Infatti, come osservavano i cartesiani,

se gli animali avessero veramente una

parte immortale, sarebbe impossibile

giustificare le libertà che gli uomini

si prendevano con loro; e se si

concedessero agli animali delle

sensazioni, il comportamento

umano apparirebbe intollerabilmente

crudele.

Il commento di Locke era il seguente:

l’idea stessa che una bestia potesse avere

dei sentimenti o possedere un’anima

immortale aveva talmente turbato

certe persone che queste avevano creduto che fosse giusto concludere che tutte

le bestie erano macchine perfette piuttosto che accordare l’immortalità alle loro anime.

(……) Lo scopo esplicito di Cartesio era stato quello di rendere gli uomini ‘signori e

padroni della natura’. Ciò s’adattava perfettamente con il suo progetto di dipingere

le altre specie come inerti e prive di ogni dimensione spirituale. In tal modo egli

creava una frattura assoluta tra l’uomo e il resto della natura, aprendo così la via,

in maniera estremamente soddisfacente, all’esercizio illimitato dell’autorità umana.

(…….) Eppure Cartesio s’era limitato a portare alla sua conclusione logica il rilievo

dato dagli europei all’abisso che separa l’uomo dalla bestia. Un Dio trascendente,

esterno alla sua creazione, è il simbolo della separazione tra lo spirito e la natura.

L’uomo sta all’animale come il cielo alla terra, l’anima al corpo, la cultura alla

natura. Tra l’uomo e la bestia esisteva una differenza totale di qualità. In Inghilterra

la teoria dell’unicità dell’uomo era proclamata dall’alto di ogni pulpito.

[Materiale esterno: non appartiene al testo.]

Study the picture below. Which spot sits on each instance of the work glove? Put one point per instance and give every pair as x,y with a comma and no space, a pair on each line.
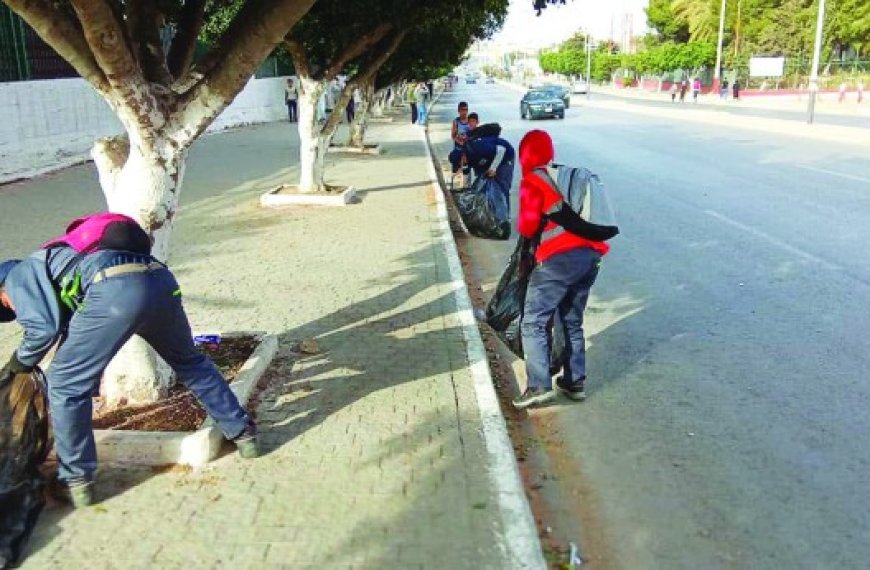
572,222
12,368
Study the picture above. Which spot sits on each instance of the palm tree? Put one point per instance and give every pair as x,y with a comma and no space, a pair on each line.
700,15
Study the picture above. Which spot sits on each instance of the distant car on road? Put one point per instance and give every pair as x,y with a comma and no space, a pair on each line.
557,90
537,104
580,86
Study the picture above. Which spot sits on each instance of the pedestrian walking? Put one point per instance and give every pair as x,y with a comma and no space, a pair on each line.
291,97
350,108
458,131
493,157
422,104
566,267
411,98
89,291
460,127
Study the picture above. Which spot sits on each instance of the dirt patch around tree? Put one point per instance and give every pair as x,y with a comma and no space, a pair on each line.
180,410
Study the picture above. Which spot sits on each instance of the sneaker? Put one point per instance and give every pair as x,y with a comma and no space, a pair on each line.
574,390
77,492
534,397
246,443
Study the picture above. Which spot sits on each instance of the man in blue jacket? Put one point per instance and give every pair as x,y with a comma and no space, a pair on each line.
494,157
122,294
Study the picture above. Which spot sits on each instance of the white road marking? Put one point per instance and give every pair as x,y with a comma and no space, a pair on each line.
834,173
773,241
521,545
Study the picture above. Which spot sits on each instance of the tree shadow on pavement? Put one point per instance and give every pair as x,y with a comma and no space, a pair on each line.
362,348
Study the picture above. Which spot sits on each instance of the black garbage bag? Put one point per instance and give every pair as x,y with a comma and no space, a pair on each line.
25,440
484,209
505,310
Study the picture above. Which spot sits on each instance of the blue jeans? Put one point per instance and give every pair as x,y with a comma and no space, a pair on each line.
115,309
560,283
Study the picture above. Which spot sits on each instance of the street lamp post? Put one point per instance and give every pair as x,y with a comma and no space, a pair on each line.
717,79
814,73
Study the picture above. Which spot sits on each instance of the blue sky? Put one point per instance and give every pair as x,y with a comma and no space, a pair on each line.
559,22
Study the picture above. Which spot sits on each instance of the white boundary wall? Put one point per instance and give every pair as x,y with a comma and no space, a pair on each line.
48,125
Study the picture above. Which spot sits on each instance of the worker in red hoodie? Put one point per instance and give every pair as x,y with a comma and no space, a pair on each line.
567,260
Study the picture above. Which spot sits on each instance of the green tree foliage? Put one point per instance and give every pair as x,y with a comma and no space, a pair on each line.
764,27
661,18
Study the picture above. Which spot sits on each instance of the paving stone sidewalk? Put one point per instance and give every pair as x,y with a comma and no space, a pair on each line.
376,454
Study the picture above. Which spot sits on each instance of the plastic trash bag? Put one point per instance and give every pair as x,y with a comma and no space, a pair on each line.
25,440
504,311
484,209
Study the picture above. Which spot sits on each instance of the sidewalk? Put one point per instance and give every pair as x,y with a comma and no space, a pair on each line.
381,449
826,104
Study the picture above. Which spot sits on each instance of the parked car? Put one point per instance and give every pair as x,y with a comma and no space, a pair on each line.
580,86
557,90
537,104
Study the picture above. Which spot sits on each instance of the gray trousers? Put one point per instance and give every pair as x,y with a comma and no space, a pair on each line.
147,304
561,283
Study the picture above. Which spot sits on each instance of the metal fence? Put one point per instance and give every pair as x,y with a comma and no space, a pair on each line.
23,54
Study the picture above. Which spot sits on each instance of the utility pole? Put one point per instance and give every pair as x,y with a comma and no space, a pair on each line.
814,73
717,75
588,65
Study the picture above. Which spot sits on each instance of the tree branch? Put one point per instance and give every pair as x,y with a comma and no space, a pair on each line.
367,74
105,36
62,32
359,79
183,46
253,34
143,21
355,50
296,51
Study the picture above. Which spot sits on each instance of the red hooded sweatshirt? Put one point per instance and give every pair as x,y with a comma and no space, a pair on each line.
537,197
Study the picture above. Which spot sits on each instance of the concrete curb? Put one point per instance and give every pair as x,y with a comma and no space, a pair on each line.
186,448
272,199
368,148
521,543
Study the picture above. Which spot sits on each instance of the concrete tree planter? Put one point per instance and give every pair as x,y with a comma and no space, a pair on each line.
289,195
186,448
373,149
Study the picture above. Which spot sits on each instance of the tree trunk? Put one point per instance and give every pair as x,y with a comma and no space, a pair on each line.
360,120
312,142
142,183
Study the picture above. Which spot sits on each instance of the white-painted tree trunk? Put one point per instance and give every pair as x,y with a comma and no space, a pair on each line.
312,143
143,184
360,121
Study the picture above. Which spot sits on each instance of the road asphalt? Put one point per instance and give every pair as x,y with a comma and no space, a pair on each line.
726,425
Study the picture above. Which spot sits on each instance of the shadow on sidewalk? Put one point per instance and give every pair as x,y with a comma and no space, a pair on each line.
361,348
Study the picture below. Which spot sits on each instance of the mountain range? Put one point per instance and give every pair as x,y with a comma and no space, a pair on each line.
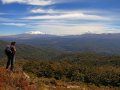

John Evelyn udì nel 1659 un sermone in cui si diceva che l’uomo era ‘una creatura

di composizione diversa da quella degli altri animali; sia per l’anima sia per il corpo;

come l’uno dovesse essere soggetto all’altra’.

Nel 1638 il Decano di Winchester concedeva che gli animali avessero certe qualità

umane, ‘sebbene in maniera inferiore’, ma denunciava come ‘una pericolosa immaginazione’

l’idea che animali e uomini fossero perciò la stessa cosa. Questo tema fu ribadito

per tutto il 700.

(……) Erano considerati più di tutti simili agli animali coloro che vivevano ai margini

della società: i pazzi che sembravano possedere e posseduti dalla bestia selvaggia che

era in loro, e i vagabondi, che non seguivano nessuna vocazione ma vivevano ‘una vita

da bestia’, secondo la definizione del puritano William Perkins. Qualcuno ha giustamente

detto che sul manicomio aleggiava l’immagine dell’animalità, e la stessa immagine percorre

le accuse mosse in quel tempo ai vagabondi, che non ‘si sistemavano in famiglie,

ma si associavano come bestie’.

Anche i mendicanti erano simili alle bestie brute poiché passavano tutta la giornata

in cerca di cibo. Una volta percepiti come bestie, come tali potevano essere trattati.

L’etica della dominazione dell’uomo escludeva gli animali dalla sfera delle preoccupazioni

umane, ma legittimava il maltrattamento di quegli esseri umani che si supponeva

vivessero nelle condizioni di animali.

Nelle colonie, il trattamento riservato agli uomini che si ritenevano simili alle bestie era

la schiavitù, con i suoi mercati, la marchiatura a fuoco e il lavoro senza tregua.